Stei­gende Aus­tritts­zah­len – wie rea­giert die Kirche?

Die mar­kant gestie­ge­nen Aus­tritts­zah­len rücken die Frage in den Vor­der­grund, wie die Kir­che gene­rell mit aus­tritts­wil­li­gen und aus­ge­tre­te­nen Per­so­nen umgeht. «swiss​-cath​.ch» hat sich bei den Deutsch­schwei­zer Bis­tü­mern erkun­digt, wel­che Kon­se­quen­zen mit einem Aus­tritt ver­bun­den sind.

Alles begann im April 2010. Als Stefan Amrein aus Sursee aus der Kirche austreten wollte, bestand der damalige Ortspfarrer zuvor auf einem persönlichen Gespräch. Für Stefan Amrein war dies der Auslöser, um eine Plattform für den «einfachen und unbürokratischen Austritt» zu gründen. Die Plattform nennt sich «Kirchenaustritt Schweiz» und ist inzwischen unter der Nummer CHE-478.293 als gemeinnütziger Verein im Handelsregister eingetragen. Sie hat sich im Laufe der Zeit überregional als professionelle Plattform für Kirchenaustritte etabliert. Wobei: Eine kirchenfeindliche Stossrichtung lässt sich auf den ersten Blick nicht ausmachen. Eigens wird festgehalten, nicht für Kirchenaustritte weibeln zu wollen. Unter dem Stichwort «Keine Mission» heisst es: «Es ist ausdrücklich nicht das Ziel des Vereins, möglichst viele Personen zum Kirchenaustritt zu bewegen. Jede Person soll selber über seine Konfession und seinen Glauben entscheiden, ohne externe Missionierung.» In der Rubrikenleiste findet sich sogar das Stichwort «Wiedereintritt».

Richtig viel zu tun bekam der Gründer und Präsident des Vereins «Kirchenaustritt Schweiz» im Gefolge der am 12. September 2023 publizierten Pilotstudie, die eine Zahl von 1002 sexuellen Missbrauchsfällen im Umfeld der Katholischen Kirche geltend machte, ohne diese aber – von wenigen Fallbeispielen abgesehen – zu dokumentieren.
«Auf unser Gratisformular für den Kirchenaustritt verzeichneten wir in den letzten Tagen bis zu zehn Mal höhere Zugriffszahlen als sonst», liess Stefan Amrein nur wenige Tage nach der Veröffentlichung gegenüber der «Luzerner Zeitung» verlauten. Ob das Geschäft im gleichen Tempo weitergeht, ist allerdings wenig wahrscheinlich. Aktuell, d. h. am 1. Dezember ist auf der Homepage des Vereins eine Art «Black Friday-Angebot» aufgeschaltet. Es gilt bis zum 31. Dezember. Wer zugreift, bezahlt für ein pfannenfertiges Kirchenaustrittsgesuch nur 29 Franken. Ist der Betrag überwiesen, gilt: «Nur noch unterschreiben und absenden.»

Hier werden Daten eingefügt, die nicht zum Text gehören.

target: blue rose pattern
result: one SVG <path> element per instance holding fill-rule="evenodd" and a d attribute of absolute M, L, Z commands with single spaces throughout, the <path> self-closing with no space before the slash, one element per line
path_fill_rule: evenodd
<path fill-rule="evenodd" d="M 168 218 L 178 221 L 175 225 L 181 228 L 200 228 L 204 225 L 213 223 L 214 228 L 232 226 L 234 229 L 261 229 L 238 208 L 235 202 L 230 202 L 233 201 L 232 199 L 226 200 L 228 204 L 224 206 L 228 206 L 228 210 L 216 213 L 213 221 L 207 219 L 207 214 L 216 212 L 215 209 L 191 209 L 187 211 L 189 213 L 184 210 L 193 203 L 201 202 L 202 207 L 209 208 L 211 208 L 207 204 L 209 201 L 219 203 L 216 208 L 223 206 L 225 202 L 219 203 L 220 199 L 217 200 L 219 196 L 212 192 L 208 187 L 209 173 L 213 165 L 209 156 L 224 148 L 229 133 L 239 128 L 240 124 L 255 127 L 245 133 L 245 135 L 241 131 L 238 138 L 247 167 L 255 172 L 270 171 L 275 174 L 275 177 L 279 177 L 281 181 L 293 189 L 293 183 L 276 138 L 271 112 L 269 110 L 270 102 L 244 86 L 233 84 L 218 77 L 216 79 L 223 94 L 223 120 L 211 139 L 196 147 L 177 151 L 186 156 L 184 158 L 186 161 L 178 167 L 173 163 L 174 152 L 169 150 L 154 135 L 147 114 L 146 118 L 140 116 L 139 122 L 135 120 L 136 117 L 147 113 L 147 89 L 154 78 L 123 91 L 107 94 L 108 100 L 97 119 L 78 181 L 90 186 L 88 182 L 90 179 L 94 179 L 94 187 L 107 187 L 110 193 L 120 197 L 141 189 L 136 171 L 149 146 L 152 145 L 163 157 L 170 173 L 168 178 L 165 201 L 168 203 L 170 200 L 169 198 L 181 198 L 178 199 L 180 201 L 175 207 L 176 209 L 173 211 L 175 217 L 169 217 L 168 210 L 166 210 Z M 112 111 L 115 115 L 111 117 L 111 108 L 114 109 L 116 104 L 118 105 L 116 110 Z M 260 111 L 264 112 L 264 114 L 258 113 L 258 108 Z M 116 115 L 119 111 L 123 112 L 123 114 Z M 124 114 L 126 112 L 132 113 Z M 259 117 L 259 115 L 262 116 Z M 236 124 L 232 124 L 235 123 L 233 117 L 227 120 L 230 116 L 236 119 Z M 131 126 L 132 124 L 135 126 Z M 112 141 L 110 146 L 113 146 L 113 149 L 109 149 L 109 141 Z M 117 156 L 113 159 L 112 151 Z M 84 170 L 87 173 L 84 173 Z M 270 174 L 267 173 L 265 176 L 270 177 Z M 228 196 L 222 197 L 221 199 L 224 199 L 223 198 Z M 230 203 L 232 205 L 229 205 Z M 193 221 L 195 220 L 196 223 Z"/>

Gemeinnützig, weil Kirchenaustritt leicht gemacht
Die Zeitschrift «Beobachter» setzt allerdings in einem jüngst erschienenen Beitrag ein Fragezeichen hinter das vermeintlich altruistische Geschäftsgebaren der Plattform «Kirchenaustritt Schweiz». Der «Beobachter» wirft dem Portal vor, den Zugang zum kostenlosen Austrittsformular unnötig zu erschweren und den aus dem Verkauf von kostenpflichtigen Austrittsformularen erwirtschafteten Gewinn am Trägerverein dieser Plattform vorbei zu schleusen. Grund dieser Trickserei: Nur so kann der Trägerverein den ihm von den Luzerner Behörden gewährten Status der Gemeinnützigkeit beibehalten. Interessant wäre es zu wissen, mit welchen Argumenten die Plattform «Kirchenaustritt Schweiz» ihren Antrag auf Gemeinnützigkeit begründet hat.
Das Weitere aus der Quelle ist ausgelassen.